0001 =================================
0002 Kernel Memory Layout on ARM Linux
0003 =================================
0004
0005 Russell King <rmk@arm.linux.org.uk>
0006
0007 November 17, 2005 (2.6.15)
0008
0009 This document describes the virtual memory layout which the Linux
0010 kernel uses for ARM processors.
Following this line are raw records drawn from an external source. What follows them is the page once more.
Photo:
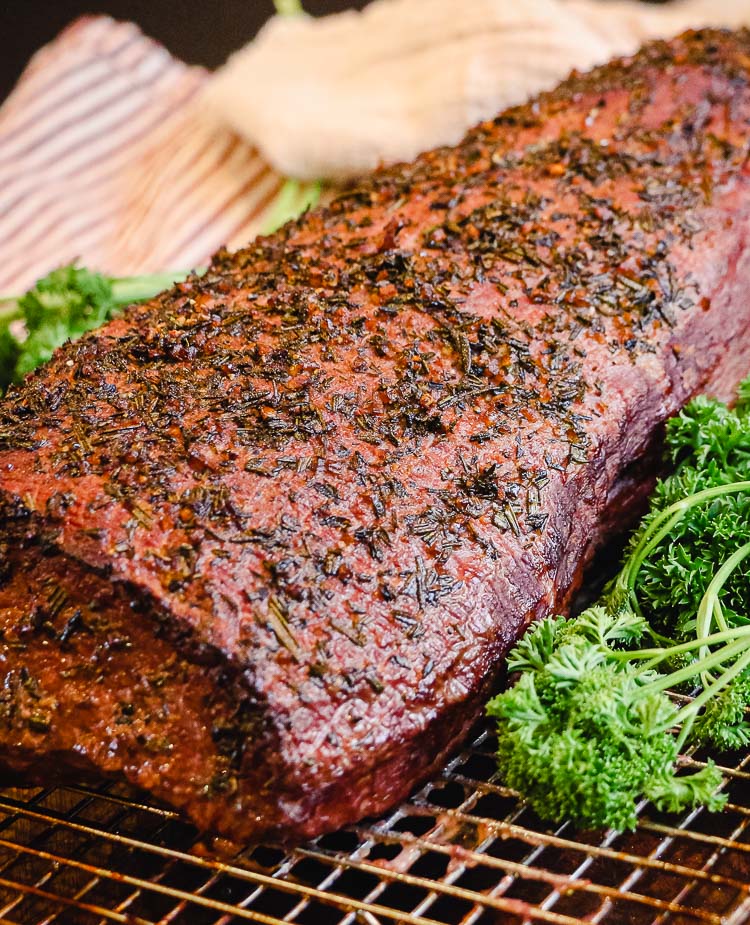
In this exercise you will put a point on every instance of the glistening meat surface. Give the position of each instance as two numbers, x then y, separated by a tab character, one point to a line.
266	539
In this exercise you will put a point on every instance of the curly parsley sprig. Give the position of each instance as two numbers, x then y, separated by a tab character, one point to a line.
589	728
62	306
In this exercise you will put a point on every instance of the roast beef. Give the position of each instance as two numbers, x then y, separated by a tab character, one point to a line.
266	539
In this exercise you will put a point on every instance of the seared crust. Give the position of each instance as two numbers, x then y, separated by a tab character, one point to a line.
348	465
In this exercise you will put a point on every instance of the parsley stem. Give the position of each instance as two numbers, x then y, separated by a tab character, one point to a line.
659	653
722	655
691	709
661	527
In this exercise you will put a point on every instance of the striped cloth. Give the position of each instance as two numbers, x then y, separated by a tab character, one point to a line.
108	156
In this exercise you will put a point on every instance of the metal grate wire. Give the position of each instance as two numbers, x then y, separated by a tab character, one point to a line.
461	850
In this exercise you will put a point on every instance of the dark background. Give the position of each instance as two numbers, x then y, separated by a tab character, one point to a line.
198	31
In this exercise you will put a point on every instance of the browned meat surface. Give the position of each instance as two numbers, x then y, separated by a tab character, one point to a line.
266	539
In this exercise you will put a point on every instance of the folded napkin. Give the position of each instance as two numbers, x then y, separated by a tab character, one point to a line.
106	155
346	92
113	152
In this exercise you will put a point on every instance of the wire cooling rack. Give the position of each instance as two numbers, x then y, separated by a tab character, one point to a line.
460	850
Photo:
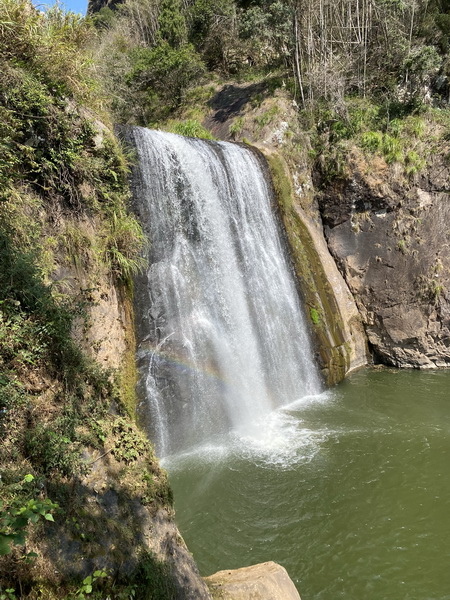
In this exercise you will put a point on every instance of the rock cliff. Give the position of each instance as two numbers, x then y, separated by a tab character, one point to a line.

It indicates which regions are
0011 free for platforms to use, and which are used by generic code.
0012
0013 The ARM CPU is capable of addressing a maximum of 4GB virtual memory
0014 space, and this must be shared between user space processes, the
0015 kernel, and hardware devices.
0016
0017 As the ARM architecture matures, it becomes necessary to reserve
0018 certain regions of VM space for use for new facilities; therefore
0019 this document may reserve more VM space over time.
0020
0021 =============== =============== ===============================================
0022 Start End Use
0023 =============== =============== ===============================================
0024 ffff8000 ffffffff copy_user_page / clear_user_page use.
0025 For SA11xx and Xscale, this is used to
0026 setup a minicache mapping.
0027
0028 ffff4000 ffffffff cache aliasing on ARMv6 and later CPUs.
0029
0030 ffff1000 ffff7fff Reserved.
0031 Platforms must not use this address range.
0032
0033 ffff0000 ffff0fff CPU vector page.
0034 The CPU vectors are mapped here if the
0035 CPU supports vector relocation (control
0036 register V bit.)
0037
0038 fffe0000 fffeffff XScale cache flush area. This is used
0039 in proc-xscale.S to flush the whole data
0040 cache. (XScale does not have TCM.)
0041
0042 fffe8000 fffeffff DTCM mapping area for platforms with
0043 DTCM mounted inside the CPU.
0044
0045 fffe0000 fffe7fff ITCM mapping area for platforms with
0046 ITCM mounted inside the CPU.
0047
0048 ffc80000 ffefffff Fixmap mapping region. Addresses provided
0049 by fix_to_virt() will be located here.
0050
0051 ffc00000 ffc7ffff Guard region
0052
0053 ff800000 ffbfffff Permanent, fixed read-only mapping of the
0054 firmware provided DT blob
0055
0056 fee00000 feffffff Mapping of PCI I/O space. This is a static
0057 mapping within the vmalloc space.
0058
0059 VMALLOC_START VMALLOC_END-1 vmalloc() / ioremap() space.
0060 Memory returned by vmalloc/ioremap will
0061 be dynamically placed in this region.
0062 Machine specific static mappings are also
0063 located here through iotable_init().
0064 VMALLOC_START is based upon the value
0065 of the high_memory variable, and VMALLOC_END
0066 is equal to 0xff800000.
0067
0068 PAGE_OFFSET high_memory-1 Kernel direct-mapped RAM region.
0069 This maps the platforms RAM, and typically
0070 maps all platform RAM in a 1:1 relationship.
0071
0072 PKMAP_BASE PAGE_OFFSET-1 Permanent kernel mappings
0073 One way of mapping HIGHMEM pages into kernel
0074 space.
0075
0076 MODULES_VADDR MODULES_END-1 Kernel module space
0077 Kernel modules inserted via insmod are
0078 placed here using dynamic mappings.
0079
0080 TASK_SIZE MODULES_VADDR-1 KASAn shadow memory when KASan is in use.
0081 The range from MODULES_VADDR to the top
0082 of the memory is shadowed here with 1 bit
0083 per byte of memory.
0084
0085 00001000 TASK_SIZE-1 User space mappings
0086 Per-thread mappings are placed here via
0087 the mmap() system call.
0088
0089 00000000 00000fff CPU vector page / null pointer trap
0090 CPUs which do not support vector remapping
0091 place their vector page here. NULL pointer
0092 dereferences by both the kernel and user
0093 space are also caught via this mapping.
0094 =============== =============== ===============================================
0095
0096 Please note that mappings which collide with the above areas may result
0097 in a non-bootable kernel, or may cause the kernel to (eventually) panic
0098 at run time.
0099
0100 Since future CPUs may impact the kernel mapping layout, user programs
0101 must not access any memory which is not mapped inside their 0x0001000
0102 to TASK_SIZE address range. If they wish to access these areas, they
0103 must set up their own mappings using open() and mmap().